Asse Intestino – cervello
L’ipotesi, non del tutto nuova, è portata avanti dai ricercatori dei dipartimenti di medicina e farmabiotica alimentare dell’università di Hamilton, in Canada. In una ricerca pubblicata su Neurogastroenterology & Motility, infatti, gli scienziati hanno confermato l’esistenza di una fitta rete di scambi, in entrambe le direzioni, tra l’intestino e il cervello, in grado di modulare il rilascio di citochine e neurotrasmettitori che influenzano i comportamenti dell’uomo.

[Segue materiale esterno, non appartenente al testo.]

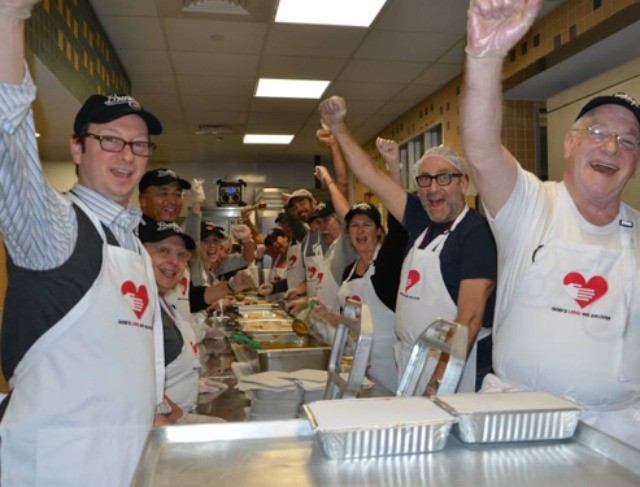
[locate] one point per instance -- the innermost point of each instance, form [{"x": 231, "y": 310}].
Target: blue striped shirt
[{"x": 38, "y": 225}]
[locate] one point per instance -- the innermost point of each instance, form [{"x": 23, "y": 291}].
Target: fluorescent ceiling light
[
  {"x": 291, "y": 88},
  {"x": 267, "y": 139},
  {"x": 354, "y": 13}
]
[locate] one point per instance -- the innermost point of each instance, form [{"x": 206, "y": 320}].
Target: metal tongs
[{"x": 444, "y": 336}]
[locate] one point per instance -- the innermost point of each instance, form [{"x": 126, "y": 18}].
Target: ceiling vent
[
  {"x": 210, "y": 129},
  {"x": 220, "y": 7}
]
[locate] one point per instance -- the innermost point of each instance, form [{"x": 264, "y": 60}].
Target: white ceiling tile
[
  {"x": 214, "y": 64},
  {"x": 439, "y": 74},
  {"x": 137, "y": 62},
  {"x": 217, "y": 86},
  {"x": 448, "y": 16},
  {"x": 312, "y": 41},
  {"x": 392, "y": 45},
  {"x": 215, "y": 36},
  {"x": 134, "y": 32},
  {"x": 292, "y": 67},
  {"x": 381, "y": 71}
]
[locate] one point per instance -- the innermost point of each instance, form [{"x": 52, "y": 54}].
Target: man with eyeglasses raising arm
[
  {"x": 450, "y": 269},
  {"x": 81, "y": 336},
  {"x": 568, "y": 313}
]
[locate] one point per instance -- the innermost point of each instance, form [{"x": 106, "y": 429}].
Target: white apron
[
  {"x": 181, "y": 383},
  {"x": 566, "y": 326},
  {"x": 295, "y": 266},
  {"x": 423, "y": 298},
  {"x": 85, "y": 393},
  {"x": 382, "y": 365}
]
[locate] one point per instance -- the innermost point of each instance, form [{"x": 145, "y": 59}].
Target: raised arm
[
  {"x": 339, "y": 166},
  {"x": 493, "y": 28},
  {"x": 333, "y": 111},
  {"x": 390, "y": 152}
]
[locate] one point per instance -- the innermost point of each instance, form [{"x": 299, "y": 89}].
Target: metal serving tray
[
  {"x": 286, "y": 454},
  {"x": 511, "y": 416},
  {"x": 292, "y": 359},
  {"x": 378, "y": 427}
]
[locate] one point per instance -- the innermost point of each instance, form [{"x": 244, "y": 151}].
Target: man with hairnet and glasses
[
  {"x": 450, "y": 269},
  {"x": 81, "y": 335},
  {"x": 568, "y": 311}
]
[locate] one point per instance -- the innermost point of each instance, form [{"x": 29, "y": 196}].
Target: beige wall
[{"x": 563, "y": 108}]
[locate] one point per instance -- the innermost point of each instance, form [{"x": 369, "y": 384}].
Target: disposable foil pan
[
  {"x": 511, "y": 416},
  {"x": 378, "y": 427}
]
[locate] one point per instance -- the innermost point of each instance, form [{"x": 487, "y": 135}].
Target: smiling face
[
  {"x": 167, "y": 267},
  {"x": 114, "y": 175},
  {"x": 442, "y": 203},
  {"x": 162, "y": 203},
  {"x": 364, "y": 234},
  {"x": 597, "y": 171}
]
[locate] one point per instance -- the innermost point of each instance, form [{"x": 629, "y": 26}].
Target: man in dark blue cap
[
  {"x": 81, "y": 337},
  {"x": 567, "y": 315}
]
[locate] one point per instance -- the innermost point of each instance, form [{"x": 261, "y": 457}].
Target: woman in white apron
[{"x": 422, "y": 298}]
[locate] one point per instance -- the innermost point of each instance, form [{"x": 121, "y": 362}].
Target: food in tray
[
  {"x": 362, "y": 428},
  {"x": 511, "y": 416}
]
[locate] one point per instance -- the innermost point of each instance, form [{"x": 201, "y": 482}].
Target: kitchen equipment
[
  {"x": 441, "y": 336},
  {"x": 355, "y": 324},
  {"x": 277, "y": 453},
  {"x": 511, "y": 416},
  {"x": 301, "y": 327}
]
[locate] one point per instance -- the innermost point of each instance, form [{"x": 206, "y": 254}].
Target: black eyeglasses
[
  {"x": 110, "y": 143},
  {"x": 443, "y": 179}
]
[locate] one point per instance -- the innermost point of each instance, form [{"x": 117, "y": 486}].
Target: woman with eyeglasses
[{"x": 170, "y": 249}]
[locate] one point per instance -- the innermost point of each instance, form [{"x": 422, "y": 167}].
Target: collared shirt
[{"x": 38, "y": 224}]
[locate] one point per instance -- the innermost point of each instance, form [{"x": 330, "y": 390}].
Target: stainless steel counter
[{"x": 286, "y": 453}]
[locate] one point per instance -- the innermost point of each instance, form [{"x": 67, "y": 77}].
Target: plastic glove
[
  {"x": 242, "y": 281},
  {"x": 495, "y": 26},
  {"x": 197, "y": 191},
  {"x": 241, "y": 232},
  {"x": 322, "y": 173},
  {"x": 19, "y": 9},
  {"x": 260, "y": 250},
  {"x": 333, "y": 111},
  {"x": 265, "y": 289}
]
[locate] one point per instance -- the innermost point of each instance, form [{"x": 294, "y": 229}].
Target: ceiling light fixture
[
  {"x": 267, "y": 139},
  {"x": 291, "y": 88},
  {"x": 352, "y": 13}
]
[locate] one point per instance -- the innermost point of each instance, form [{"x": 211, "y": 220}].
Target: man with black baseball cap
[
  {"x": 567, "y": 313},
  {"x": 83, "y": 354}
]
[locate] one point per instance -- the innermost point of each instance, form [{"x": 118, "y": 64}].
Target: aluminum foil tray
[
  {"x": 511, "y": 416},
  {"x": 364, "y": 428}
]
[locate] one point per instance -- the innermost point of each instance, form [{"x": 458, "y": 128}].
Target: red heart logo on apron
[
  {"x": 138, "y": 297},
  {"x": 582, "y": 291},
  {"x": 183, "y": 285},
  {"x": 412, "y": 279}
]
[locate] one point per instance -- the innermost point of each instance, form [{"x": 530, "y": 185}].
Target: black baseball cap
[
  {"x": 160, "y": 177},
  {"x": 153, "y": 231},
  {"x": 364, "y": 209},
  {"x": 106, "y": 108},
  {"x": 208, "y": 228},
  {"x": 620, "y": 99},
  {"x": 323, "y": 209}
]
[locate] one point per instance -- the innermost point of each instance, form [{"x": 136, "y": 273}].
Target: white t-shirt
[{"x": 524, "y": 223}]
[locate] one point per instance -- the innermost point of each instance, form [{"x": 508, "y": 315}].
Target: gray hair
[{"x": 445, "y": 153}]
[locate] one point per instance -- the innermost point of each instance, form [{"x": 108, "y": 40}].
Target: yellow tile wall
[{"x": 519, "y": 116}]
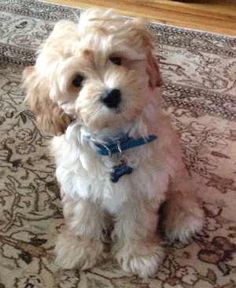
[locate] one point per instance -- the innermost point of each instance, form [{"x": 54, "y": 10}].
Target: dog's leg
[
  {"x": 80, "y": 244},
  {"x": 182, "y": 215},
  {"x": 136, "y": 246}
]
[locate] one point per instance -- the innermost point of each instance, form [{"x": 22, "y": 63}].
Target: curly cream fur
[{"x": 90, "y": 199}]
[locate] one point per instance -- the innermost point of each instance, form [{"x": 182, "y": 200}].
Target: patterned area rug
[{"x": 199, "y": 72}]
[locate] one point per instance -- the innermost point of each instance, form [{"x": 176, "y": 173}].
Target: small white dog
[{"x": 96, "y": 87}]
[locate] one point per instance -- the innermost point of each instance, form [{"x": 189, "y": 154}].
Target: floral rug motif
[{"x": 199, "y": 73}]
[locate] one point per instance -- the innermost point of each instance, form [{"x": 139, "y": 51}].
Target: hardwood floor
[{"x": 209, "y": 15}]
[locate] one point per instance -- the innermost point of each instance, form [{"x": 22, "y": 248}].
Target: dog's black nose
[{"x": 112, "y": 98}]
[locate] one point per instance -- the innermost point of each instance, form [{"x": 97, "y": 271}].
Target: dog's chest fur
[{"x": 83, "y": 173}]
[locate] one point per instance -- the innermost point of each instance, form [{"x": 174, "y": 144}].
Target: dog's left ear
[{"x": 153, "y": 70}]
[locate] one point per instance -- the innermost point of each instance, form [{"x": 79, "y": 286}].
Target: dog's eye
[
  {"x": 116, "y": 60},
  {"x": 78, "y": 80}
]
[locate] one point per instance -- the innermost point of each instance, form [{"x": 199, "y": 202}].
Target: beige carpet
[{"x": 199, "y": 72}]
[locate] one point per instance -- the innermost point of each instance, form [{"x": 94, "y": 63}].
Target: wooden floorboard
[{"x": 214, "y": 16}]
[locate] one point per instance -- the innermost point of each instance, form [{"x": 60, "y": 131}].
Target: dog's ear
[
  {"x": 49, "y": 116},
  {"x": 153, "y": 70}
]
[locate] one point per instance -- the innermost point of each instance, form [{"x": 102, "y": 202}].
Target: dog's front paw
[
  {"x": 73, "y": 252},
  {"x": 183, "y": 224},
  {"x": 142, "y": 260}
]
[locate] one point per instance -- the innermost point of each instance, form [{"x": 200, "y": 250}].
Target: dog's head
[{"x": 98, "y": 71}]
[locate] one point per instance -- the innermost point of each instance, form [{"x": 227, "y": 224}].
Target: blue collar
[{"x": 123, "y": 143}]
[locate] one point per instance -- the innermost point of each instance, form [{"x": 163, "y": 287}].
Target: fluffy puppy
[{"x": 96, "y": 85}]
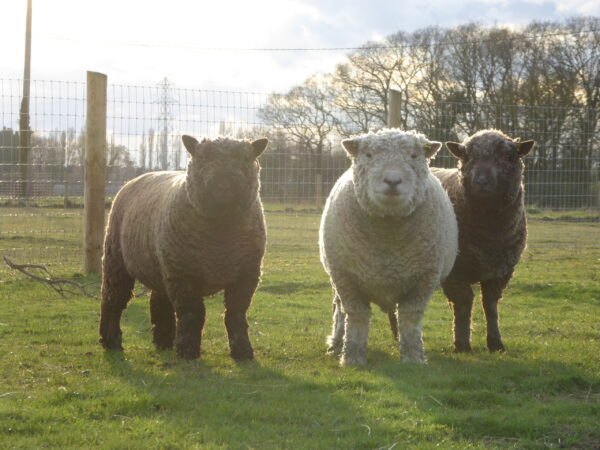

Se le evidenze degli effetti della comunicazione in senso opposto erano già chiari – non mancano i riscontri di pazienti con disturbi psichiatrici che avvertono sintomi a livello dell’apparato digerente -, più interessanti e da esplorare sono gli effetti causati dall’intestino sul cervello.
La ricerca
Nei pazienti depressi spesso si riscontrano disordini dell’asse ipotalamo-ipofisi-surrene, con un’elevata concentrazione nel sangue del cortisolo (ormone dello stress) e di alcune citochine infiammatorie, ritenute marker attendibili della malattia. Partendo da queste certezze, i ricercatori hanno indotto una lesione bilaterale del bulbo olfattivo nei topi, per misurare l’attività del colon e dell’asse ipotalamo-ipofisario: prima e dopo l’intervento. Si è così notato che i topi su cui si era intervenuti, a differenza del gruppo di controllo, avevano un’elevata concentrazione dell’ormone Crh – fattore di rilascio della corticotropina, abbondante in condizioni di stress – in circolo, associata a un’aumentata motilità intestinale e a un alterato profilo microbico nel tubo digerente. «Questi risultati rappresentano una base tramite cui collegare le manifestazioni comportamentali alla sindrome del colon irritabile – hanno spiegato gli autori della pubblicazione -. Sebbene nessuno abbia ancora indagato come sia composta la flora intestinale di un paziente depresso, in molti studi oltre il 50% di chi soffre di disturbi del tratto digerente ha già ricevuto anche una diagnosi psichiatrica».
L’Imput parte dall’intestino?
Sebbene la maggior parte delle ricerche sui possibili campi d’azione della flora intestinale siano ancora compiuti sui topi, non mancano le evidenze che lasciano presagire un ruolo da parte dei batteri intestinali sul comportamento. L’ultimo riscontro è arrivato da uno studio pubblicato su Molecular Psychiatry, che ha evidenziato come topi sterili (privati della flora batterica intestinale) evitassero di socializzare ed entrare in ambienti nuovi rispetto a quelli fino a quel momento frequentati. Un insieme di dati che lascia la porta aperta a interessanti applicazioni terapeutiche: tra cui l’uso di antibiotici e probiotici per la cura dei disturbi psichiatrici.